退陣する直前の2011年3月に制定された「大阪市営交通事業の今後の施策展開について」という文献に言及があります。
・御堂筋線「新大阪駅」「梅田駅」「なんば駅」「天王寺駅」のトイレ改修
(平成25年度完成予定)
・御堂筋線「本町駅」のホーム壁、天井、トイレ等全面的な微装化
(平成25年度完成予定)事業費 3,188百万円(筆者注:31億8800万円)
(平成23~27年度)出典:大阪市交通局「大阪市営交通事業の今後の施策展開について」、平成23年3月
この時点では、まず御堂筋線主要5駅についてのリニューアルを計画。
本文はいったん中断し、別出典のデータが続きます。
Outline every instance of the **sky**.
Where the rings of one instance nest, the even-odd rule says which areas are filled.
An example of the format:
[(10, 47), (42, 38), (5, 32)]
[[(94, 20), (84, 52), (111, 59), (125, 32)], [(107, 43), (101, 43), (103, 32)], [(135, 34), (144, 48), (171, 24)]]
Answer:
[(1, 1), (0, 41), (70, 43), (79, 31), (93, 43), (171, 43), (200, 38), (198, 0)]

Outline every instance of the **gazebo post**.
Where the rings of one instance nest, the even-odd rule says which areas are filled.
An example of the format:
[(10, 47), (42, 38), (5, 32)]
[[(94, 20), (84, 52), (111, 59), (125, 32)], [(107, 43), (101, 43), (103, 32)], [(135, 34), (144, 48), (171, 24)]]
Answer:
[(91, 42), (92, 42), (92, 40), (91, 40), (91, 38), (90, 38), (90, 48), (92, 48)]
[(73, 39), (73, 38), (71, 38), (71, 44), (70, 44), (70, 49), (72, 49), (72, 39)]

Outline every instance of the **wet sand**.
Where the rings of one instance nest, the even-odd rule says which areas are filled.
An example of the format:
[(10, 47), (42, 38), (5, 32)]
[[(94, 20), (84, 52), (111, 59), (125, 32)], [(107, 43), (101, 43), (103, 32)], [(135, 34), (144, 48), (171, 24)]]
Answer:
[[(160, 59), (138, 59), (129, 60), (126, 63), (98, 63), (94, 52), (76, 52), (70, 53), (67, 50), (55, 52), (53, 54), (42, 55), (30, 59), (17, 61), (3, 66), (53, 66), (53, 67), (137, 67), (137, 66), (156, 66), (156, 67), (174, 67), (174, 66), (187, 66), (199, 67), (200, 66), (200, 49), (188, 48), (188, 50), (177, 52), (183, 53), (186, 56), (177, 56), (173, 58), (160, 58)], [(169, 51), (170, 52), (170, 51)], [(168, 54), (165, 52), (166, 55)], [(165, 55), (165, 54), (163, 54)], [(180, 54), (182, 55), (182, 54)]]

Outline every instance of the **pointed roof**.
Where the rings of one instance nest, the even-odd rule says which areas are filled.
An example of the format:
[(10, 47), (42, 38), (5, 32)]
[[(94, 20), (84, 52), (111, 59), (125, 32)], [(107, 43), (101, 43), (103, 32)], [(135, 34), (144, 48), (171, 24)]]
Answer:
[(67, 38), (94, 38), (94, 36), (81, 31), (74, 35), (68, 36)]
天王寺駅(御堂筋線南改札口)は実際に予算が執行され、新しいトイレへと進化しました。
事業費として31億円が出されていますが、これが実際に全額執行されたかどうかは計画途中で平松さんが市長選挙に落選してしまったことや、後述する橋下さんの行動した予算案と重複するので、判断しかねるところです。
一気に普及拡大させた橋下市長

平松市長の構想を受け継いでこの計画を「ようおこしトイレ」として拡大・発展させ、一気に全駅へと広げたのが橋下市長(任期:2011年[平成23年]12月19日~ 2015年[平成27年]12月18日)です。
2012年12月に制定した「地下鉄事業・バス事業民営化基本方針(素案)」内に、目指すものとして以下のような言及があります。
新しいコンセプト『ホスピタリティコミュニケーション』のもと、「おもてなしの心」をトイレを通じてお届けします
出典:「大阪市地下鉄事業・バス事業民営化基本方針(素案)が目指すもの」
清潔感のある快適なトイレへの改善
予算額については次の通り。
・リノベーション(大きさや配置変更等の改善)や、リモデル(内装の全面的な模様替え)等を実施
[予算額1,955百万円(筆者注:19億5500万円)]
平成24年度からトイレのリモデル・リニューアルに取り組んできたが、平成27年度に40駅実施することにより、今里筋線を除く地下鉄全112駅において、清潔感のある快適なトイレへの改善が完了する。
[予算額 918百万円(筆者注:9億1800万円)]
ウォッシュレットは2015年から先行的に設置
ざっと調べたら2015年の御堂筋線淀屋橋駅のトイレにウォシュレットがあったっぽいです。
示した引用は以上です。